Public reaction to the moves was predictable: a firestorm of opposition from teachers, parents, students, legislators, newspaper columnists, editorial boards and others, Catholic and non-Catholic alike. Elected city leaders who agree on little else agreed on this: The archbishop's move was high-handed and wrong. In fact, the archbishop appears to have been virtually alone in saying he was "surprised at the degree of consternation over this."

As for my own perspective, the newly erupted controversy was unusual in a key respect: Here was a San Francisco-based flashpoint in the culture war with no direct connection to city government. Without a duty for me to respond professionally -- to litigate or advise clients about -- I was liberated to contemplate the matter personally, and in many ways more meaningfully, as a Catholic and a parent.

My wife and I were both raised Catholic. We are both beneficiaries of Catholic educations. Like most of the Catholics we know and attend church with, we don't proselytize about our faith, but it guides our lives in important ways. As parents especially, we place a high priority on encouraging faithful Christian discipleship in our son, and we do everything we can to make sure he has the benefit of a well-formed Catholic conscience.

Of course, we expect our son will struggle with aspects of Catholic teaching -- just as his parents have, and just as so many conscientious Catholics do in trying to live their faith. But the controversy stirred up by the archbishop's needless insertion of personal morality dictates into faculty handbooks highlighted to me the mounting challenges today's Catholic parents face as we strive to make our church relevant in the lives our children will lead.

In short, it's not making our jobs easier.

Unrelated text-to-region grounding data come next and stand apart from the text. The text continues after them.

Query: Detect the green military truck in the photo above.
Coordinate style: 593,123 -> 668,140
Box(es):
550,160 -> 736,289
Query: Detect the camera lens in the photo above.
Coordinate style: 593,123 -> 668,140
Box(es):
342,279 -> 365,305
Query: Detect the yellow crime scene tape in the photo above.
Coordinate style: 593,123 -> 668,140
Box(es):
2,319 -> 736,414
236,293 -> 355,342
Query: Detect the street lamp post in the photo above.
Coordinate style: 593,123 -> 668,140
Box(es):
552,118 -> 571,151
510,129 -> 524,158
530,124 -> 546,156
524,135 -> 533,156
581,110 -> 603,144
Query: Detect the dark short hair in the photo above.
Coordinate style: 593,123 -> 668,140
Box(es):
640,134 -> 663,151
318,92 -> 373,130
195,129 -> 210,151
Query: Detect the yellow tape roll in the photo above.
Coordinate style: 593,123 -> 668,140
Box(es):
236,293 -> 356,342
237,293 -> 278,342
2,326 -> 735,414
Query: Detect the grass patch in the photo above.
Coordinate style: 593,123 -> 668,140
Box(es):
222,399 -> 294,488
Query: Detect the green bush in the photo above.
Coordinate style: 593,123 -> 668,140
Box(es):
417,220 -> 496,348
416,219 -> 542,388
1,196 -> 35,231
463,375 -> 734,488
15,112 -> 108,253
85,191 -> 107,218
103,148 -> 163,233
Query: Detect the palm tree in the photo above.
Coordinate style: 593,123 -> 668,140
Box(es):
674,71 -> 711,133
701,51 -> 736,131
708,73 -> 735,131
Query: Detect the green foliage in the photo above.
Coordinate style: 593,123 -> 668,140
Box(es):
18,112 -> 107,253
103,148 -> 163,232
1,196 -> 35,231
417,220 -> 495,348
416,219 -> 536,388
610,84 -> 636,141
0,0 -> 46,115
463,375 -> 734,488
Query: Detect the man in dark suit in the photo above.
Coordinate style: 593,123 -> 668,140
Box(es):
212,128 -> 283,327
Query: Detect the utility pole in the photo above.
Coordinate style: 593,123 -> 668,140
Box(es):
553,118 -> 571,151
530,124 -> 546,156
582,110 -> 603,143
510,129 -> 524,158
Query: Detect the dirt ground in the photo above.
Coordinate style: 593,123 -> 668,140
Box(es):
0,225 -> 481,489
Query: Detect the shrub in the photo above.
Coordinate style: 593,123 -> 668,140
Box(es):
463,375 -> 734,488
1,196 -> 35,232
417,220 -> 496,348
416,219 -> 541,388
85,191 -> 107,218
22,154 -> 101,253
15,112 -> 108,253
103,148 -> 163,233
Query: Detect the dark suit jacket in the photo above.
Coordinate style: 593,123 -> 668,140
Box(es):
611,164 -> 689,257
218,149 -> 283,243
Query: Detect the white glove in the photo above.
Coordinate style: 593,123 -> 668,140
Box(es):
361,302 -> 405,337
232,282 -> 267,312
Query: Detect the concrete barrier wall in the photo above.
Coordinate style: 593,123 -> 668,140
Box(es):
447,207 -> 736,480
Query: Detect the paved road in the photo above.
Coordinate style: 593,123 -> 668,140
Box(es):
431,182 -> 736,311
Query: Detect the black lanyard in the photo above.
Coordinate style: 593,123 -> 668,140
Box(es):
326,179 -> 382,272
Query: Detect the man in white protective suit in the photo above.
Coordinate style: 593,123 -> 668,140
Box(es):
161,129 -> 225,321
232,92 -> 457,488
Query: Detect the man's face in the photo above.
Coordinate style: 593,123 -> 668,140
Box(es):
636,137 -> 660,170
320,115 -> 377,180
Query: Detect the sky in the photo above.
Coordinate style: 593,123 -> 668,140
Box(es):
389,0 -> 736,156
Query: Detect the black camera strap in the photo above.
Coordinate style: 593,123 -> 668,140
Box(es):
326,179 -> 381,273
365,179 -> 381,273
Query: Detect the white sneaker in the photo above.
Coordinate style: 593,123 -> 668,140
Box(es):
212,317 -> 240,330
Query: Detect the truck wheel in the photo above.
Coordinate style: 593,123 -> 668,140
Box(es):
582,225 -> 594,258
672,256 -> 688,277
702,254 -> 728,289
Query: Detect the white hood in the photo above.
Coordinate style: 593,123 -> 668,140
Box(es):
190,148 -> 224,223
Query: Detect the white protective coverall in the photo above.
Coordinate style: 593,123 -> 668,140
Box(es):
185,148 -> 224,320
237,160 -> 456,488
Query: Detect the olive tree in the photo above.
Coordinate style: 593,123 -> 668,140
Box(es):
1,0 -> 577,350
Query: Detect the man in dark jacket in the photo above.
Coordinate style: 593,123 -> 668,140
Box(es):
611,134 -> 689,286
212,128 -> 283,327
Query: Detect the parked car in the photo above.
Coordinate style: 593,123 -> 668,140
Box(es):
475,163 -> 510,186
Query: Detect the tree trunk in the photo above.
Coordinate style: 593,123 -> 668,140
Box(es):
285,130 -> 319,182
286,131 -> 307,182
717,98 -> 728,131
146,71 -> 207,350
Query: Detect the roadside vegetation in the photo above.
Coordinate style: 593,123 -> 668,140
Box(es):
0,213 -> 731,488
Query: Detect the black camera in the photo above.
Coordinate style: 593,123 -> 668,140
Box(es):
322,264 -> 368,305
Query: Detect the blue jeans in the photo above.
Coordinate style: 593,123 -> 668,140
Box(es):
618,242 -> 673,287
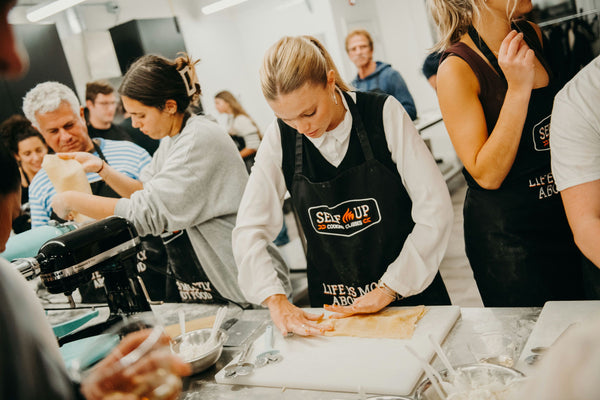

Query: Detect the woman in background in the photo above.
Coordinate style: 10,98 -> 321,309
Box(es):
0,114 -> 48,232
215,90 -> 291,247
429,0 -> 585,306
214,90 -> 261,173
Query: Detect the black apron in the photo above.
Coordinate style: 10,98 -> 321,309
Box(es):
230,134 -> 256,174
161,230 -> 227,304
281,91 -> 449,307
462,25 -> 585,307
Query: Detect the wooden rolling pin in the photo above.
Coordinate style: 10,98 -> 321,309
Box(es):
164,315 -> 215,338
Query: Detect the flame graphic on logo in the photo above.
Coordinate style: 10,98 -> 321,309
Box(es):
342,208 -> 355,224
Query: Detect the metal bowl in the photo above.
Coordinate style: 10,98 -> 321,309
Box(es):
414,363 -> 525,400
171,328 -> 228,375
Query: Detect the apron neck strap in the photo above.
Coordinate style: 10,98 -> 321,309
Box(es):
92,139 -> 108,164
468,25 -> 506,81
293,91 -> 376,176
294,134 -> 303,175
341,91 -> 374,161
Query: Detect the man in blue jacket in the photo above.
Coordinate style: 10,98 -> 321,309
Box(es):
346,29 -> 417,120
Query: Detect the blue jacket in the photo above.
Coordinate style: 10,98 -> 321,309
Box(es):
352,61 -> 417,120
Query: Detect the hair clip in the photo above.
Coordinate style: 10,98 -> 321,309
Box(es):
178,66 -> 196,97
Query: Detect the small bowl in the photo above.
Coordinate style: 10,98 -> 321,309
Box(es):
414,363 -> 525,400
171,328 -> 228,375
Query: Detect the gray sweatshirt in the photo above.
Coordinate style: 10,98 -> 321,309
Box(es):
115,115 -> 290,304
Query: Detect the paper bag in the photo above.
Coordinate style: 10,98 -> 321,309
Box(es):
42,154 -> 93,223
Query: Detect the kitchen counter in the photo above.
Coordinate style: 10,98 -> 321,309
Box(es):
180,306 -> 540,399
53,305 -> 540,398
47,303 -> 540,399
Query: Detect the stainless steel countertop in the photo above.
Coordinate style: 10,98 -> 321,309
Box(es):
166,305 -> 540,399
46,303 -> 541,399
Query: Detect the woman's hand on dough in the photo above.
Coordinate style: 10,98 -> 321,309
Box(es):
50,191 -> 75,220
57,152 -> 103,174
324,288 -> 394,318
264,294 -> 333,336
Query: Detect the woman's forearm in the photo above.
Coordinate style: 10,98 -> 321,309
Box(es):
470,87 -> 532,189
97,162 -> 144,198
63,191 -> 119,220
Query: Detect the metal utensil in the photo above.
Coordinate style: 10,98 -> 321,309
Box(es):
255,325 -> 282,367
525,354 -> 541,365
525,322 -> 577,365
223,342 -> 255,378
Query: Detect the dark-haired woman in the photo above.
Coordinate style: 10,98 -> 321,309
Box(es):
51,53 -> 291,305
0,114 -> 48,232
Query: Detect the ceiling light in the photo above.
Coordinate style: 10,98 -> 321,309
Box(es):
201,0 -> 249,15
27,0 -> 88,22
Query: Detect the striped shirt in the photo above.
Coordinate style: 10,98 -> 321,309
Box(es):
29,138 -> 152,227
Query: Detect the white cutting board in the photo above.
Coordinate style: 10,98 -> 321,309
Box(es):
215,306 -> 460,395
515,300 -> 600,374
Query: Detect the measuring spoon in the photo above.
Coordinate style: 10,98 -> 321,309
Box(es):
255,325 -> 282,367
223,342 -> 255,378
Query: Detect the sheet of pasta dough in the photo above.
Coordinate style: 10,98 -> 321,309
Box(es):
321,305 -> 427,339
42,154 -> 93,223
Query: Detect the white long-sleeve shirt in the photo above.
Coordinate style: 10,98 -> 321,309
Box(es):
233,91 -> 453,305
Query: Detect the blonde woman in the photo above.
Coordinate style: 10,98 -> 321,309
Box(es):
233,35 -> 453,336
214,90 -> 261,173
429,0 -> 585,306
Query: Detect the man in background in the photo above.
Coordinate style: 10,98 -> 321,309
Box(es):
86,80 -> 160,155
346,29 -> 417,120
85,80 -> 132,142
23,81 -> 152,228
422,51 -> 442,91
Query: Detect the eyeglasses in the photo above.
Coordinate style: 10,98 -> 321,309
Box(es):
95,101 -> 116,107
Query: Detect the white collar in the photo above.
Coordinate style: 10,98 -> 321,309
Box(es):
309,89 -> 352,146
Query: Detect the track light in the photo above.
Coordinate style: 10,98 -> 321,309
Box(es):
201,0 -> 249,15
27,0 -> 88,22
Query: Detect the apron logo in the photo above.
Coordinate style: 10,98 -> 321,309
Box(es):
176,281 -> 214,301
308,198 -> 381,237
532,115 -> 551,152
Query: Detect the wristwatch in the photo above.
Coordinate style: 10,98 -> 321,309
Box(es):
377,280 -> 402,301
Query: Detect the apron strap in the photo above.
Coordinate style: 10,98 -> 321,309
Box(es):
512,20 -> 555,81
341,91 -> 375,161
468,22 -> 554,83
294,132 -> 304,175
292,90 -> 376,176
468,25 -> 506,81
92,139 -> 109,164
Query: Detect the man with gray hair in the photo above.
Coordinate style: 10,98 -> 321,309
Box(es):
23,81 -> 152,228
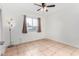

My son is growing up in a generation that has witnessed laudable progress in civil rights, in science, and in how a more just society views and better affirms the dignity of nontraditional families and once-reviled minorities. Church ideologues may quarrel with much of that progress. But we should make no mistake that his generation (and those to follow) will view prohibitions on same-sex marriage with the same disdain my generation held for racist Jim Crow laws. For my son and his contemporaries, rejecting discrimination isn't at odds with a well-formed Christian conscience -- it's the product of it. And it's hard to argue that they're wrong.

So when church ideologues express disdain for contemporary society (as Cordileone often does) or bring disproportionate emphasis to the catechism's most discriminatory and divisive elements (as Cordileone did last month), it risks losing a generation of Catholics quite unlike anything has before.

To me, San Francisco's recent controversy threw into stark relief the challenges that make Pope Francis' leadership so vitally important at this moment in our church's history. Progress is desperately needed to renew our church's mission to serve the world rather than scold it and to emphasize teaching that young Catholic consciences will recognize as legitimately Christlike.

One can see hopeful signs -- and perhaps even the Holy Spirit at work. It was there, I think, in the principled reaction of San Francisco's Catholic high school students last month. It was there, too, in some initial steps by the Synod of Bishops on the family, which Pope Francis first announced in 2013 to re-examine many of the very issues in contention last month. It may even be there in Cordileone's decision to drop the "minister" provision and invite a committee to reconsider his controversial faculty handbook additions.

Catholic parents like my wife and me, who are doing the important field work of trying to instill Catholic values in our children, are grateful to Pope Francis for emphasizing our faith's capacity to bring us together instead of divide us. But we could do without Cordileone's efforts to seemingly teach the opposite. Most of all, we're praying for the synod's success -- and for Pope Francis' -- to make needed progress and to forge consensus for a compassionate, inclusive and ministering Catholic church for the 21st century and for generations to come.